O desempregado é um mestre na utilização da engenharia financeira, instrumento que pode servir para o bem ou para o mal, dependendo do objetivo de quem o utiliza. Nas grandes empresas tem-se visto a engenharia financeira como fachada para corrupção. O desempregado, não. Ele a usa com maestria para o bem, ou melhor, para sobreviver. Tira o dinheiro daqui, põe ali, faz uma dívida para pagar outra, entra no supermercado sabendo que não vai levar a “mistura” (carne de vaca, de frango e peixe), troca a casa alugada por outra alugada mais barata. Faz milagres.
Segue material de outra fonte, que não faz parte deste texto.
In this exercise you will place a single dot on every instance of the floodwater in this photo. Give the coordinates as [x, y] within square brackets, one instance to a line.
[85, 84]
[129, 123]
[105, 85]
Um trabalho da Secretaria do Desenvolvimento, Trabalho e Solidariedade (SDTS) da Prefeitura de São Paulo retrata essa realidade através de um perfil das mudanças impostas à vida do trabalhador e de sua família pela perda do emprego. São Paulo, a mais rica capital do País, tem uma taxa média de desemprego de 18,2%, chegando a 16,7% entre os homens e 19,9% entre as mulheres, segundo a Pesquisa Emprego Desemprego/Dieese-Seade de novembro de 2003. O objetivo do levantamento inédito não foram os números, mas responder perguntas como quem são esses cidadãos, como vivem, quais gastos que cortam quando perdem o emprego, de que maneira a perda do emprego afeta seu padrão e qualidade de vida. A equipe da secretaria ouviu uma mostra aleatória de 402 pessoas na situação de desemprego.

O levantamento aponta que o desemprego na cidade afeta de maneira importante a vida das pessoas, já que praticamente um de cada dois desempregados é o responsável pela família (46,5%). Com isso, dois terços dos desempregados sofreram uma redução de 50% ou mais da renda familiar ao perderem o emprego. Quase três em cada 100 famílias passaram a sobreviver sem nenhuma renda própria quando o responsável ficou desempregado. Dos entrevistados, 81,3% disseram estar desempregados há mais de seis meses.

O primeiro sacrifício que ele se impõe (e a seus familiares) é acabar com o lazer. Cinema, jogo de futebol, viagens e restaurantes nem pensar. Em seguida cortam-se os gastos com roupas e calçados (65% dos entrevistados). Na locomoção pela cidade, o terceiro item reduzido ou cortado do orçamento (65%), observa-se o aumento das pessoas andando a pé. Quem tem carro deixa na garagem. Quem não tem, quando dá, vai a pé mesmo, usando cada vez menos ônibus, metrô e trens.

Estudar outro idioma nem pensar. No total da amostra, 55% tiraram seus filhos de cursos extracurriculares, inclusive cursos de inglês e informática, tidos como “fundamentais”. Quem consegue vaga em escola pública não pensa duas vezes. Quem não consegue muda para uma escola mais barata. À medida que aperta o cinto, o desempregado corta até os gastos com saúde e alimentação. Os chamados supérfluos foram cortados ou reduzidos por 100% dos entrevistados. Só arroz e feijão escaparam praticamente ilesos de cortes: apenas 5% reduziram as compras. No contexto geral, o último item a ser cortado é o gasto com educação.